Kemensos RI dan Dinsos Aceh Perkuat Kemandirian Disabilitas Netra Melalui Pelatihan Komputer Inklusif
Acehantara.com | Banda Aceh — Kementerian Sosial Republik Indonesia melalui UPT Sentra Darussa’adah Kemensos RI melakukan kunjungan kerja ke Panti Sosial Disabilitas Beurhoh Meukarya (PSDBM) Aceh di bawah naungan Dinas Sosial Aceh, Kamis (13/11/2025).
Kunjungan ini bertujuan meninjau sekaligus memberikan dukungan terhadap pelaksanaan Pelatihan Komputer bagi Disabilitas Netra Berbasis Aplikasi JAWS dan NVDA yang berlangsung di Sentra Darussa’adah, Aceh Besar.

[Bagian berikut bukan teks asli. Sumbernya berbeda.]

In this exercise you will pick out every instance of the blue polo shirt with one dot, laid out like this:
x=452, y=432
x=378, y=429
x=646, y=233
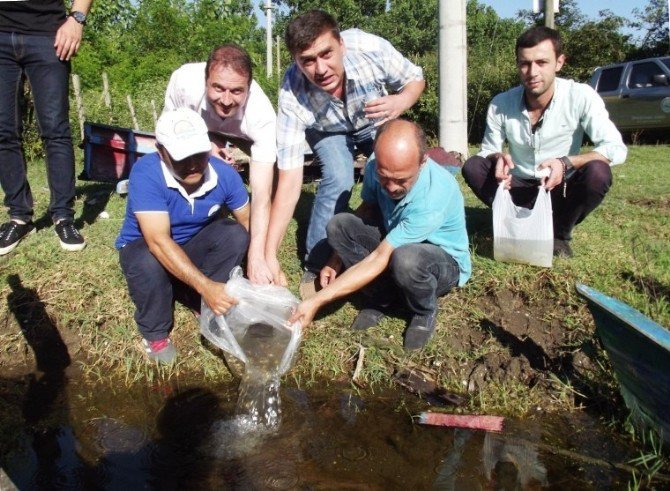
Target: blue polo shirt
x=432, y=211
x=151, y=188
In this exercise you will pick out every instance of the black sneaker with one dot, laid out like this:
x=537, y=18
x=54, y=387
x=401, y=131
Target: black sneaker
x=366, y=319
x=562, y=248
x=11, y=234
x=419, y=331
x=70, y=238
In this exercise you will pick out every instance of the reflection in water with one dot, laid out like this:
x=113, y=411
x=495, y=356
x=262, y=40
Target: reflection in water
x=138, y=438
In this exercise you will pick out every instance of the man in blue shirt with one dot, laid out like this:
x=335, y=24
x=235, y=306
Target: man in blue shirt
x=408, y=237
x=333, y=96
x=543, y=122
x=175, y=243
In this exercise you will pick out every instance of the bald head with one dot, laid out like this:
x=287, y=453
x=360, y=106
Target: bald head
x=400, y=148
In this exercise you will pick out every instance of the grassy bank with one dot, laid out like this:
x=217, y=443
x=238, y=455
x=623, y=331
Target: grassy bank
x=516, y=338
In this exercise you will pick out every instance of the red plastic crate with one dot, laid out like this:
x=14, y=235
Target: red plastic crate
x=111, y=151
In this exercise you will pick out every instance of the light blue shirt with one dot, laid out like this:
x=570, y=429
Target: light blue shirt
x=152, y=189
x=432, y=212
x=575, y=109
x=371, y=66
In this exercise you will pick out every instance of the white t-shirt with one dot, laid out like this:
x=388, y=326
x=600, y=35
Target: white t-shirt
x=256, y=121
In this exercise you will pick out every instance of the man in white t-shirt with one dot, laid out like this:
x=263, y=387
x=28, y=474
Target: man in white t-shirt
x=235, y=109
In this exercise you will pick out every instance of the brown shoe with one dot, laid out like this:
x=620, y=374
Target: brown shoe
x=309, y=285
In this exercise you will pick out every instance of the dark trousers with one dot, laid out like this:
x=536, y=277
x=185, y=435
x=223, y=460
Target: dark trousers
x=215, y=251
x=35, y=56
x=422, y=272
x=335, y=153
x=586, y=188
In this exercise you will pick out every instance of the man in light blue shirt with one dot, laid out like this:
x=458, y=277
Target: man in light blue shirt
x=175, y=242
x=407, y=239
x=543, y=122
x=333, y=96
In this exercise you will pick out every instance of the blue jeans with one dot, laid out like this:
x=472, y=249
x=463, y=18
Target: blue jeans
x=35, y=56
x=215, y=251
x=335, y=154
x=422, y=272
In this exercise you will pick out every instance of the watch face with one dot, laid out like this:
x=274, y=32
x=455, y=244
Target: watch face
x=79, y=17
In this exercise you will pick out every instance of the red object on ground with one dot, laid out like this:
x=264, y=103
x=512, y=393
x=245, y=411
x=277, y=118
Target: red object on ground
x=474, y=422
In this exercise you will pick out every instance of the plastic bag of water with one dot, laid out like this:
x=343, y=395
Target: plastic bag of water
x=255, y=330
x=522, y=235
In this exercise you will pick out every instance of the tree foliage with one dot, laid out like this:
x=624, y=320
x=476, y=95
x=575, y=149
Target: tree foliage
x=653, y=22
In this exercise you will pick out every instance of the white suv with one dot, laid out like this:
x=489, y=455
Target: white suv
x=636, y=93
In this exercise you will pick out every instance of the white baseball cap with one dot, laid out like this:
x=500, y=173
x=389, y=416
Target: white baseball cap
x=183, y=133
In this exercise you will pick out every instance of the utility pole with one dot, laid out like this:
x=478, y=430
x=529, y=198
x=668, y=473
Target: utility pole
x=268, y=38
x=549, y=13
x=453, y=76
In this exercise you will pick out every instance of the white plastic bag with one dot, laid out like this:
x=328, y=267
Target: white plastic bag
x=521, y=235
x=267, y=307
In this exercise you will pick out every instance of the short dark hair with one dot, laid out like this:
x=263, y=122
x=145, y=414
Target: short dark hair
x=535, y=35
x=419, y=134
x=230, y=55
x=303, y=30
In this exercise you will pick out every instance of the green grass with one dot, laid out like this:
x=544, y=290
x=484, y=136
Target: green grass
x=622, y=249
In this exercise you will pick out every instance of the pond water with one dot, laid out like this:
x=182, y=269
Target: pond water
x=181, y=435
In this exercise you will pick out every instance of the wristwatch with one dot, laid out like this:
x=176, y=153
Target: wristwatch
x=78, y=16
x=567, y=163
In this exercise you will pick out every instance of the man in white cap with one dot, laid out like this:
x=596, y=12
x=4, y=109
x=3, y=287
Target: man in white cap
x=175, y=242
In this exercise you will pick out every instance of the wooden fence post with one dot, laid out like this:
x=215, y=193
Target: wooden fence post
x=153, y=107
x=106, y=96
x=76, y=84
x=132, y=112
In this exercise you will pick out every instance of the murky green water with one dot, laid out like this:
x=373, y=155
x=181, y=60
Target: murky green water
x=186, y=436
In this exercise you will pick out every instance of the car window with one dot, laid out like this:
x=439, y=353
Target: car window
x=609, y=79
x=642, y=75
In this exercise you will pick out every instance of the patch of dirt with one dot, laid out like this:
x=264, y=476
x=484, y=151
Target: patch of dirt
x=659, y=202
x=522, y=340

Pelatihan tersebut diikuti oleh sejumlah penyandang disabilitas netra yang sedang menempuh program peningkatan keterampilan berbasis teknologi informasi. Program ini menjadi bagian dari upaya menghadirkan teknologi inklusif yang membuka akses kesetaraan, kemandirian, dan peluang kerja bagi penyandang disabilitas di Aceh.
Aplikasi JAWS (Job Access With Speech) dan NVDA (NonVisual Desktop Access) merupakan perangkat lunak pembaca layar (screen reader) yang memungkinkan pengguna tunanetra mengoperasikan komputer secara mandiri—mulai dari menulis, membaca dokumen, mengelola data, hingga menggunakan media sosial dan aplikasi kerja tanpa bantuan visual.

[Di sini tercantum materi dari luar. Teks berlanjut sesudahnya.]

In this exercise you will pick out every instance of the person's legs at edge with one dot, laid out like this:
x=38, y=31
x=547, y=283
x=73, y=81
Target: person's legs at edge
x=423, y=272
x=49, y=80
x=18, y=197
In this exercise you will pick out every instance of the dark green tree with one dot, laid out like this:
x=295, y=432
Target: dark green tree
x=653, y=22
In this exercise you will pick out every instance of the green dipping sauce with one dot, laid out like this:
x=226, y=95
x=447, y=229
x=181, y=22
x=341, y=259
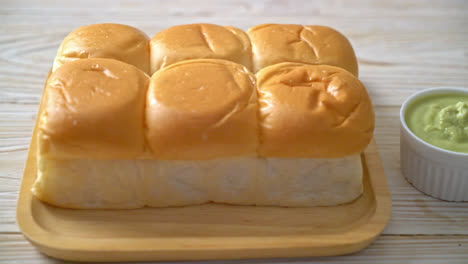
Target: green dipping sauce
x=440, y=120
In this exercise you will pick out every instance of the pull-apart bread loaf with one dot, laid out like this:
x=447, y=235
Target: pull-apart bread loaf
x=200, y=130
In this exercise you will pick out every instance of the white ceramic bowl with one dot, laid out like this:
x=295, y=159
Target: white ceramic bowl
x=435, y=171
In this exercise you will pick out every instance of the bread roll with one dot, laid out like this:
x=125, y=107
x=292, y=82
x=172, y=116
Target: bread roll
x=94, y=109
x=112, y=41
x=202, y=109
x=198, y=41
x=276, y=43
x=312, y=111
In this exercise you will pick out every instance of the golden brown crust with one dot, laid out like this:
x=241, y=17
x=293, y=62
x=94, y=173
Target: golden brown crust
x=312, y=111
x=202, y=109
x=112, y=41
x=276, y=43
x=199, y=41
x=94, y=109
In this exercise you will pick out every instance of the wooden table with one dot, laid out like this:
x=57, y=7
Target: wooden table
x=402, y=46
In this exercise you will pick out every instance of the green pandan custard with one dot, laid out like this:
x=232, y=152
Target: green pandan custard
x=440, y=120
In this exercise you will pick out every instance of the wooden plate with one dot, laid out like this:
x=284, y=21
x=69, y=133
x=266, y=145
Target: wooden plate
x=210, y=231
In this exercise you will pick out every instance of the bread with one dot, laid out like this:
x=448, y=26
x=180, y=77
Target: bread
x=111, y=41
x=199, y=41
x=201, y=130
x=276, y=43
x=312, y=111
x=94, y=109
x=202, y=109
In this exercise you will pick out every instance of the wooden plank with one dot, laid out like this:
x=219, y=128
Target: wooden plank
x=387, y=249
x=402, y=46
x=412, y=213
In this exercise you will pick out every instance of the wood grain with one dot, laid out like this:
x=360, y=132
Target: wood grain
x=402, y=47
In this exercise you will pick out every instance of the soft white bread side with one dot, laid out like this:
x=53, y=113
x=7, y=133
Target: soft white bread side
x=126, y=184
x=112, y=41
x=276, y=43
x=312, y=111
x=202, y=109
x=200, y=41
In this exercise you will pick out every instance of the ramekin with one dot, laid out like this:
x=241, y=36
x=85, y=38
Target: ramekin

Pihak Kementerian Sosial RI yang hadir dalam kunjungan tersebut memberikan apresiasi terhadap inisiatif PSDBM dan Dinas Sosial Aceh dalam menghadirkan pelatihan berbasis inklusi digital ini.
“Pelatihan seperti ini adalah wujud nyata semangat inklusivitas. Pemerintah berkomitmen agar penyandang disabilitas tidak hanya menerima perlindungan sosial, tetapi juga dibekali keterampilan yang membuka peluang kerja dan wirausaha,” ujar perwakilan UPT Sentra Darussa’adah Kemensos RI.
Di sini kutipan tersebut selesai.